None of this stands up to scrutiny. In order to assume that the rate of infection amongst a small number of people can apply to the entire population, you have to use a random and representative sample. But the people who are getting tested at urgent care clinics in California are neither random nor representative; they are people with severe symptoms or who are performing certain essential jobs. Figuring out the actual infection rate across the broader population will require careful sampling that avoids this selection bias.

The Bakersfield duo used their meaningless numbers to argue that shelter-in-place orders must be lifted – a position that Musk clearly also holds. (In an extraordinary joint statement, the American College of Emergency Physicians and the American Academy of Emergency Medicine “jointly and emphatically condemn[ed]” the pair, and suggested they were “releasing biased, non-peer reviewed data to advance their personal financial interests without regard for the public’s health”.)

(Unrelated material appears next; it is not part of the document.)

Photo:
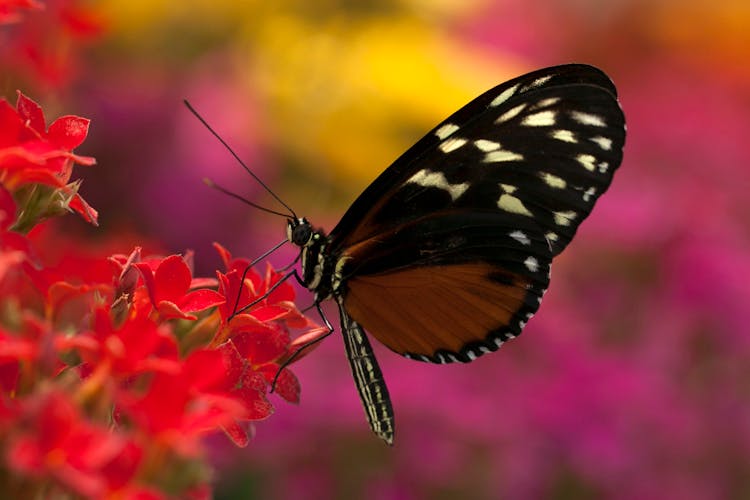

The issue is not that Musk has staked out a contrarian stance on the coronavirus. There are difficult debates that need to be had over how and when to restart the economy in order to minimize long term economic harms and maximize public health. We can and should have that discussion, and we should do it without impugning the moral character of everyone who argues for a faster loosening of restrictions.

But it’s increasingly difficult to take Musk seriously when he makes his argument by cherry-picking numbers or relying on blatant misuse of data. Please, make your case, but make it using real facts, and not by playing fast and loose with numbers in an effort to mislead the public about what is actually happening. Otherwise you look and sound a lot less like the brilliant engineer and entrepreneur, and a lot more like just another used car salesman.